Son Dakika
Güneydoğu Asya’nin gelişmiş Müslüman ülkelerinden Malezya’da sivil toplum kuruluşları, Doğu Türkistan’in Çin Halk Cumhuriyeti tarafından işgalinin 71’inci yıl dönümünde, Müslüman Doğu Türkistan halkı ile bir dayanışma etkinliği düzenlendi. Malezya’da faaliyet gösteren Çok sayıda Sivil Toplum Kuruluşlarının ” M4U Koalisyonu” adı ile oluşturduğu oluşum koalisyonu altında başkent Kuala Lumpur’daki Çin Büyükelçiliği’nin önünde toplanarak Doğu Türkistan’in işgali ile günümüzde Müslüman Türklere yönelik baskı,zulüm ve soykırım cinayetlerini protesto ederek tepki gösterdiler.
UYGUR HABER VE ARAŞTIRMA MERKEZİ (UYHAM)
Müslüman Uygurlar için ” Malezya (M4U) koalisyonu” adı altında bir araya gelen ve aralarında Malezya Küresel Barış Misyonu, Malezya Müslüman Gençlik Hareketi (ABIM), Malezya İslam Teşekkülü Danışma Kurulu (MAPIM) ve Malezya Hristiyanlar Birliği (ANCOM) kuruluşlarından yöneticilerin bulunduğu katılımcılar, başkent Kuala Lumpur’daki Çin Büyükelçiliği’nin önünde toplandı.

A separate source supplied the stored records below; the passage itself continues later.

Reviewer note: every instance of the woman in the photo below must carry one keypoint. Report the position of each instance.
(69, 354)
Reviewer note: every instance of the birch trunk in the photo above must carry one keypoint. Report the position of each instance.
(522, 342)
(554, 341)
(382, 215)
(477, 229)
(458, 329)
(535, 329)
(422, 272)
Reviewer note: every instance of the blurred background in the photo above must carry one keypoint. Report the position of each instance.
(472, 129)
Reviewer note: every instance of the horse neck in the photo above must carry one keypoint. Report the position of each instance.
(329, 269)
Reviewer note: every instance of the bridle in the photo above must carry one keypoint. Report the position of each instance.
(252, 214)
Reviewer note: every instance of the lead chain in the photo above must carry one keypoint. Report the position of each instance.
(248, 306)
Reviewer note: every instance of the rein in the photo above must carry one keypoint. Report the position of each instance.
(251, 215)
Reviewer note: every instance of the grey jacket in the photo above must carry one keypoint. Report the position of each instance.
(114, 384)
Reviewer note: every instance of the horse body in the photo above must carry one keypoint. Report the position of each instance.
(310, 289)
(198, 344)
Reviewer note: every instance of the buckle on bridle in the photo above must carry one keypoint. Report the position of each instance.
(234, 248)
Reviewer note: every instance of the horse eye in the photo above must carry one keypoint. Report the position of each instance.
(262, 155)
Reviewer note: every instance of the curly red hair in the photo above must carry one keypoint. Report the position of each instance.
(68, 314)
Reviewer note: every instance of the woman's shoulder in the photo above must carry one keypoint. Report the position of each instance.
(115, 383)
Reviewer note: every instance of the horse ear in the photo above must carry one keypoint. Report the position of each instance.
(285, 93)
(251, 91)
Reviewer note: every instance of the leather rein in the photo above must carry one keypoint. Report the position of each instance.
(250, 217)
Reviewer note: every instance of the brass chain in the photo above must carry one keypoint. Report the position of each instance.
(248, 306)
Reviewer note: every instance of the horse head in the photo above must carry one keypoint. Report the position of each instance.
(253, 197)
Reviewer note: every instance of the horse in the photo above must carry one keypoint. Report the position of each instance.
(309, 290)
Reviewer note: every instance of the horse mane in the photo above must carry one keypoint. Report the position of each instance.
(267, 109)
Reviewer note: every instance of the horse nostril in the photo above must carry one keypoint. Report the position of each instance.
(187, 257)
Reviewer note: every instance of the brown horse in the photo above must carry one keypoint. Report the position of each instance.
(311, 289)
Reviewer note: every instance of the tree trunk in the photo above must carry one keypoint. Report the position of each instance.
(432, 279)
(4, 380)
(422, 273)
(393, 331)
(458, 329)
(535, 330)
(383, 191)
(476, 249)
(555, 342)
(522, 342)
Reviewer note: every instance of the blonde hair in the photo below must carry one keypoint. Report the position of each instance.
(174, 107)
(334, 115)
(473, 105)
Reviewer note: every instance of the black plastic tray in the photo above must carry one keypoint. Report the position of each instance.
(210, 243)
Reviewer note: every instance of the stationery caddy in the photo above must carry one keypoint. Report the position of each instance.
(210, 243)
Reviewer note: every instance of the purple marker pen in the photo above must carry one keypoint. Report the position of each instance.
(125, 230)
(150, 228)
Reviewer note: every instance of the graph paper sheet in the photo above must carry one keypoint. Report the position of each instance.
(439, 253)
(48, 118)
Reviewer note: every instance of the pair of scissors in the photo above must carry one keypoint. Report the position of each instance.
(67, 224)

Kuruluş temsilcileri, Çin’in Uygur Özerk Bölgesi’ndeki insan hakları ihlallerini kınayan ortak bildiriyi, el dezenfektanı ve yüz maskesiyle birlikte Çin’in Kuala Lumpur Büyükelçisi Bay Tien’e vermek istedi. Büyükelçi Bay ise temsilcilerin karşısına çıkmayı reddetti.
İstanbul’da yaşayan Uygur Türkü Nursiman Abdurreşit yaşadığı baskıları anlattı
Daha sonra medya ve kuruluş temsilcilerine özel yemek programıyla devam eden etkinlikte, İstanbul’da yaşayan Doğu Türkistanlı Uygur Türkü Nursiman Abdureşit ana vatanında ailesinin yaşadığı baskıları ve Türkiye’ye sığınma hikayesini video konferans yoluyla anlattı.

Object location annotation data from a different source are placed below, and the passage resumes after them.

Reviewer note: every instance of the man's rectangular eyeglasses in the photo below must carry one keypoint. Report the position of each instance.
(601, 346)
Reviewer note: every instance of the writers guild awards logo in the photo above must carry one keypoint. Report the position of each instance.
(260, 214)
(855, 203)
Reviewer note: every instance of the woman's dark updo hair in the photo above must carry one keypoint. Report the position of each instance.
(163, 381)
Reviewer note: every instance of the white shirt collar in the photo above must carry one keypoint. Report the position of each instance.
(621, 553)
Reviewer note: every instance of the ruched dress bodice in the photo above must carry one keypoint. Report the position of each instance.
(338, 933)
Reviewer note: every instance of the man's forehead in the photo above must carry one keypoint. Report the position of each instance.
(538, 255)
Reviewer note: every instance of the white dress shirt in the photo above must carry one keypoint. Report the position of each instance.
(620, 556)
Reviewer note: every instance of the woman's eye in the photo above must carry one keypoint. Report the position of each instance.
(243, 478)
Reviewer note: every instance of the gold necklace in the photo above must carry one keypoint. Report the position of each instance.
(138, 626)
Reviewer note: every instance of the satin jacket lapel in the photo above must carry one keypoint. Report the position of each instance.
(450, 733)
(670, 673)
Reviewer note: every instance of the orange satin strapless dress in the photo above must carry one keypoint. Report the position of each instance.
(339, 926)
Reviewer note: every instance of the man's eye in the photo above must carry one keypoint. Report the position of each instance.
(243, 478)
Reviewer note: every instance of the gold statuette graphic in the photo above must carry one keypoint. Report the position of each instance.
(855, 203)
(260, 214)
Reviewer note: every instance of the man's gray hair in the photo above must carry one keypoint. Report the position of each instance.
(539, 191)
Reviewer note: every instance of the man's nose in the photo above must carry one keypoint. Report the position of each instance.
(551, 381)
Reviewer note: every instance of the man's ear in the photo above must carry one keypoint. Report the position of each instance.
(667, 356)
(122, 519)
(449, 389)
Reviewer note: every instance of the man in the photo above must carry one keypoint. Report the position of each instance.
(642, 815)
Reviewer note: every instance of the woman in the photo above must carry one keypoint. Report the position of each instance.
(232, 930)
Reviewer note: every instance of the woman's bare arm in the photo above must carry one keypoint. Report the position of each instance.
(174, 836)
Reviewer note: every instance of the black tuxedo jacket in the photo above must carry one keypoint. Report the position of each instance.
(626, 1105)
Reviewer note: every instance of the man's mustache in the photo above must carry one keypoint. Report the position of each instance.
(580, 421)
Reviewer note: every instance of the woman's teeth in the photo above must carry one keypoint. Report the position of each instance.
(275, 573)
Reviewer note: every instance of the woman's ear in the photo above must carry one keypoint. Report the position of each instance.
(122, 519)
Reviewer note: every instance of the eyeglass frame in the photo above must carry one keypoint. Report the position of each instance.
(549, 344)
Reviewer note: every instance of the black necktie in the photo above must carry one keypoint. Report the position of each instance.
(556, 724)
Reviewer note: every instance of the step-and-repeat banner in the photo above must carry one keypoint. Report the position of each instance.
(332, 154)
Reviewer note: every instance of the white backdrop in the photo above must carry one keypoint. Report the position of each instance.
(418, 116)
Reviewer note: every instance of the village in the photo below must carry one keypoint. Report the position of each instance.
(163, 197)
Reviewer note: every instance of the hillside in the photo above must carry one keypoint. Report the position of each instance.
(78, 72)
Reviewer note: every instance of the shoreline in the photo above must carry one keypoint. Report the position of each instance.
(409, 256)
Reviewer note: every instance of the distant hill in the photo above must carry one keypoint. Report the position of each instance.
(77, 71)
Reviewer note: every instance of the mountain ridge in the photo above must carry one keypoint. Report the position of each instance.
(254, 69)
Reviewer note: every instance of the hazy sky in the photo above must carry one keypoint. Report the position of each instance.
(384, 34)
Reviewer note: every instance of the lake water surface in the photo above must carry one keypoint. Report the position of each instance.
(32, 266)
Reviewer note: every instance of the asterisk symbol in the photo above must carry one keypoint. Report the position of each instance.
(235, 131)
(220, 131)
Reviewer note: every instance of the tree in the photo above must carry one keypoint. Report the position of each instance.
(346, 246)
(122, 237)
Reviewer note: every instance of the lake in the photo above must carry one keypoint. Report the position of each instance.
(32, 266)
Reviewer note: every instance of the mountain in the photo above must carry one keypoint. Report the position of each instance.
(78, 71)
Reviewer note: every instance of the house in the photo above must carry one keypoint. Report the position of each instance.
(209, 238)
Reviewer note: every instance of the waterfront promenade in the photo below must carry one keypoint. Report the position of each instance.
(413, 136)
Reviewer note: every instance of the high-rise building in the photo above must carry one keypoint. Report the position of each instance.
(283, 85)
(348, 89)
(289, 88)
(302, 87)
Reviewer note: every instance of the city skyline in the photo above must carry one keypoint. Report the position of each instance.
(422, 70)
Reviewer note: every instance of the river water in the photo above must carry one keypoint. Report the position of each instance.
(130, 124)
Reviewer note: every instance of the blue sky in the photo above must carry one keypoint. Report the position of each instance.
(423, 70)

Çin polislerinin geçen yıl anne ve babasını terör suçuna karıştığı iddiasıyla hapse attığını belirten Abdurreşit, uzun zamandır ailesinden haber alamadığını de ifade etti.

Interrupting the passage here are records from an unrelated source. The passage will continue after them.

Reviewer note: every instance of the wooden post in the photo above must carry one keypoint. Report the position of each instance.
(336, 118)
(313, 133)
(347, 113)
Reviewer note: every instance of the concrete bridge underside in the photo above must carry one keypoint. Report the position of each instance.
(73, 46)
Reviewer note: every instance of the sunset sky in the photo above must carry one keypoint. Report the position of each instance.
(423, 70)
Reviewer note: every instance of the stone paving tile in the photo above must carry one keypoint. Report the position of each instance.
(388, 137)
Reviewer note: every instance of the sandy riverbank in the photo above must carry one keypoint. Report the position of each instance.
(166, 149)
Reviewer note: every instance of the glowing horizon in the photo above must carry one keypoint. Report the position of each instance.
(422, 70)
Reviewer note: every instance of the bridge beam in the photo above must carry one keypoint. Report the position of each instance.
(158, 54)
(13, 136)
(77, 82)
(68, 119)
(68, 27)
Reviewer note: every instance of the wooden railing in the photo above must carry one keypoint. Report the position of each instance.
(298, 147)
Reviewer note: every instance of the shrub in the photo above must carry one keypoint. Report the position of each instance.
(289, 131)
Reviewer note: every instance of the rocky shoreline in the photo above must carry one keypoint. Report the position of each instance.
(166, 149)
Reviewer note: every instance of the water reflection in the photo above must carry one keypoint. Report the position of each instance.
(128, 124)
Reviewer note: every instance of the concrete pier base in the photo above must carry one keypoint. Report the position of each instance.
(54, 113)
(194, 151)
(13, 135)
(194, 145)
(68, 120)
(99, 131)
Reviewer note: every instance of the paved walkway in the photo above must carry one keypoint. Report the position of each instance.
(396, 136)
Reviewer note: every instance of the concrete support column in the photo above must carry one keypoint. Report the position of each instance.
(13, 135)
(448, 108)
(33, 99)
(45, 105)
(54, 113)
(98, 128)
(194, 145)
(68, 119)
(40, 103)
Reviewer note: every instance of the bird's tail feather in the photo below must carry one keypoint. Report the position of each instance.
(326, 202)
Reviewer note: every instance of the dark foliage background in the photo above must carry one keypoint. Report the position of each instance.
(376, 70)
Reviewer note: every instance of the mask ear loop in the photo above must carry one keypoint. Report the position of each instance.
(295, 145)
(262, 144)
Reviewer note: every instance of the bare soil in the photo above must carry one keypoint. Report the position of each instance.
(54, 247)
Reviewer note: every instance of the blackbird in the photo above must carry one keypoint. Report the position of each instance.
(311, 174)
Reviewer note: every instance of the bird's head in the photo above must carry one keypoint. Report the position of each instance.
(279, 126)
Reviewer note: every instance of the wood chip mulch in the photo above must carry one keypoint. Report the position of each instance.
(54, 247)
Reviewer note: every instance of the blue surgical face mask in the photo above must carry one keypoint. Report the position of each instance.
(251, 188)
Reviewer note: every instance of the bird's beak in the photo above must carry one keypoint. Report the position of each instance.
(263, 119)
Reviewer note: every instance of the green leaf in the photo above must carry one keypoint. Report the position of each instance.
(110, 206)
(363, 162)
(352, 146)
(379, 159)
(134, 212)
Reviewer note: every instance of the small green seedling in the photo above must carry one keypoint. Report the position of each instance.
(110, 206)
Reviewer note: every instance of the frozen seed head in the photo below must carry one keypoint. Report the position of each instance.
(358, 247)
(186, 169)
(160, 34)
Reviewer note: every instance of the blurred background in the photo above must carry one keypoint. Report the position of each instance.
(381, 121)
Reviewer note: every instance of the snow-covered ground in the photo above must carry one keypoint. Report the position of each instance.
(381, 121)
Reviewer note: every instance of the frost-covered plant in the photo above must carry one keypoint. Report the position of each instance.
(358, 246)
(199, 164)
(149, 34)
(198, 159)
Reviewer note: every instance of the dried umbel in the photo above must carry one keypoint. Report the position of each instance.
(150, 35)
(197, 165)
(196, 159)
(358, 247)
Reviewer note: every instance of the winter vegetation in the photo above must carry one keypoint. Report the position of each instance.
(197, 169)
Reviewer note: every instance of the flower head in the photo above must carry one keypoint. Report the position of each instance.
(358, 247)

Uygurlarla Dayanışma Etkinliği , koalisyon üyesi 26 kuruluşun ortak imzasını taşıyan ve Çin’in, Uygur bölgesindeki insan hakları ihlallerini anlatan ve protesto eden ortak basın açıklamasının okunmasıyla son buldu.
Bu Bizim İçin Dini Değil İnsani Bir Mesele
Uygurlarla dayanışma M4U üyesi Malezya Hıristiyan Birliği(ANCOM) Yönetim Kurulu Üyesi Jason Leong Anadolu Ajansı muhabirine yaptığı açıklamada şunları ifade etti ; ” Malezyalı Hristiyanları temsilen burada bulunmaktan onur duyuyorum. Bu etkinlik bizim için dini değil insani bir meseledir. Bu yüzden farklı etnik ve dini gruplardan 100’ün üzerinde kuruluşla birlikte Uygurlar için tek ses olduk.” dedi.
Leong, bugün aynı anda 30’un üzerinde ülkede Uygur Türkleri’ne destek gösterileri yapıldığına dikkati çekerek, “Önceki yıllara göre sayımız daha kalabalık hale geldi. Uygurlar için Malezya koalisyonu olarak şimdiye kadar yaptığımız etkinlikler dünya genelinde Uygurlar’a moral verdi.” diye konuştu.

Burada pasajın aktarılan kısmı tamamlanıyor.